Suite à une discussion en ligne improvisée avec Ilan Nguyen
je lance un appel à contributions et expression d’envie de participer à une session sur le thème des “Stratégies d’écritures correctives”, titre ballon d’essai sans certitude d’adéquation aux réflexions envisagées.
Clarification :
- Ce qui distingue le discours grand public très contemporain sur le Japon, au moins en français, dans l’écrit pour commencer, c’est l’énorme expansion de ses acteurs hors le canal classique de l’édition diffusée via le livre. Son segment “auteurs incontournables” semble avoir périclité récemment.
- Cette production massive amplifiée par l’IA sature le discours autour du Japon porté par des non-japonais d’un formidable halo de bêtise. Cette production d’idiotie n’est en soi pas nouvelle. Ce qui est nouveau est son volume et l’ultra-positivité associée, deux caractéristiques totémiques.
- A l’origine d’Ecrire à Tokyo se trouvait un ressenti à intensité variable selon les participants d’un malaise vis-à-vis des “grands auteurs” incontournables, pour la plupart non-japonophones, mais étant passés par la case Japon, pour ensuite y gloser sur leur nombril dans le miroir japonais auréolé en conséquence d’un certificat de compétence.
- Sur ce point, il n’est pas question de retourner à la case départ. Le désossement du mamouth de l’engouement pour le Japon exprimé par l’écrit s’est achevé au bout de 63 sessions. On a compris.
- La question exposée par Ilan dans cet échange privé en ligne est sa décision de passer du silence énervé, amusé ou dépité, à une reprise du pouvoir de l’écrit sur le Japon. Que cette volonté d’écrire d’autres choses n’ait et n’aura aucun impact sur le déferlement du discours totalitaire n’entre pas en compte. Ce n’est pas de don-quichotisme dont il s’agit.

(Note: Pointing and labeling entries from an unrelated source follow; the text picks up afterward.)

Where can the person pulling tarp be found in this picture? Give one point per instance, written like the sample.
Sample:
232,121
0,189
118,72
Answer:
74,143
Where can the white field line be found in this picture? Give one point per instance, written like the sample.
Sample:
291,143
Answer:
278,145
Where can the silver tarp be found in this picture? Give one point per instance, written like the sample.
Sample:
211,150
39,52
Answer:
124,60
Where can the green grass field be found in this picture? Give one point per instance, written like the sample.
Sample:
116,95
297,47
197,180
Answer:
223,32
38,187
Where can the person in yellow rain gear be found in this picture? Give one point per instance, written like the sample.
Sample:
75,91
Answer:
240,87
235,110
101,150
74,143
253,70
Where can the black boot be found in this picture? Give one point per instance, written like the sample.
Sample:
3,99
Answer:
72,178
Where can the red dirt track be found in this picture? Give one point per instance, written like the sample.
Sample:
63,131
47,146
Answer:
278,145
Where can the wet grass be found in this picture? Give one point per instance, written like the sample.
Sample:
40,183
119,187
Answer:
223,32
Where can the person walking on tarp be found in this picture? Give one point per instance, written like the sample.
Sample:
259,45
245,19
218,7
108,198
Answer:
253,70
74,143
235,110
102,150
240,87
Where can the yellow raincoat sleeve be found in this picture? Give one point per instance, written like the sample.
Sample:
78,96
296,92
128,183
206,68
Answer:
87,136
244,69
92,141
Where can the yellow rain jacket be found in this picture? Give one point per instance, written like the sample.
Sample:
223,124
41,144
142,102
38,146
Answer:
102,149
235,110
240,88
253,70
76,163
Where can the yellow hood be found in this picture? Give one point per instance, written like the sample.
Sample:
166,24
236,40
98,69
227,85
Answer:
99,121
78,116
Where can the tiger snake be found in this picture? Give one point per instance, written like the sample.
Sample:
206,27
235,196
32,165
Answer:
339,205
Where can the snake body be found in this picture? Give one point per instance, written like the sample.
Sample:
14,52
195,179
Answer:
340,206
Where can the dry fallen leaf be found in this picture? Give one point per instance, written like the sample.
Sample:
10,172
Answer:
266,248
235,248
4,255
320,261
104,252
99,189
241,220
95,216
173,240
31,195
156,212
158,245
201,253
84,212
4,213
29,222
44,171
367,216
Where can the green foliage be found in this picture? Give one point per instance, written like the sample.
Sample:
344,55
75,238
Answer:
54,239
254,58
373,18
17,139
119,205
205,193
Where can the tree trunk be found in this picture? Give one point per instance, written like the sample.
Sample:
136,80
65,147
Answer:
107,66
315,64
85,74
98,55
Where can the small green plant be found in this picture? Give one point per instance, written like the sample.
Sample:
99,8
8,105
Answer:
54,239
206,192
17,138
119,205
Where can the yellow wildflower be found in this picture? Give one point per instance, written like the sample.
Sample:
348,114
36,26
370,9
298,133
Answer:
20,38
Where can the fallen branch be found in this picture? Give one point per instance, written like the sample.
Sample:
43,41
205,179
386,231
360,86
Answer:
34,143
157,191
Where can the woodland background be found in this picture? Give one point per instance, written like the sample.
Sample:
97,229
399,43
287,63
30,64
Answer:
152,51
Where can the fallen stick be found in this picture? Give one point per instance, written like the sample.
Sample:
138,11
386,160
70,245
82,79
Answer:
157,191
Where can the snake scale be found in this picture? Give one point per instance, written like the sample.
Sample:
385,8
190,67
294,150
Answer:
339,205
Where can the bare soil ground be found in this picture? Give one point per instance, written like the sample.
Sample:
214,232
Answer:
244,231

- Il se trouve que l’on est probablement à un moment charnière de ce discours nébuleuse massive. Les acteurs écrivants de la japonolâtrie au service de la diplomatie culturelle sont à l’âge de la retraite, ou ont épuisés leurs cartouches, où sont passés à d’autres choses, d’autres lieux et d’autres sponsors. On ne citera pas de noms d’auteurs iconiques. D’autres arrivent ou sont en place mais moins via l’écrit.
- Hormis la déferlante, il semble que le grand remplacement, hors le marketing dont le livre est devenu un outil uniquement pour vendre le Japon - n’a pas eu lieu.
- Le retrait de l’écrit au bénéfice des modes audiovisuels d’expression n’est pas la seule explication, mais quand une destination est devenue un hypermarché de sushis et de bols de nouilles avec portail de temples en perspective, la validité de continuer dans la veine imbu-de-soi-au-Japon pour les auteurs - villa-kujoyamaïsés ou pas - qui monopolisaient cette veine, devient probablement caduque. C’est plutôt de désertion dont il s’agit, aussi face à cette déferlante ingérable et assourdissante.
- La session proposée portera moins sur l’analyse trop facile de cet état des lieux que sur l’état des lieux de nouveaux écrits, et de passages à l’acte de “l’écriture corrective”.
Vous êtes invités à exprimer vos envies de contribuer et participer à une session qui sera programmée en fonction de vos réponses.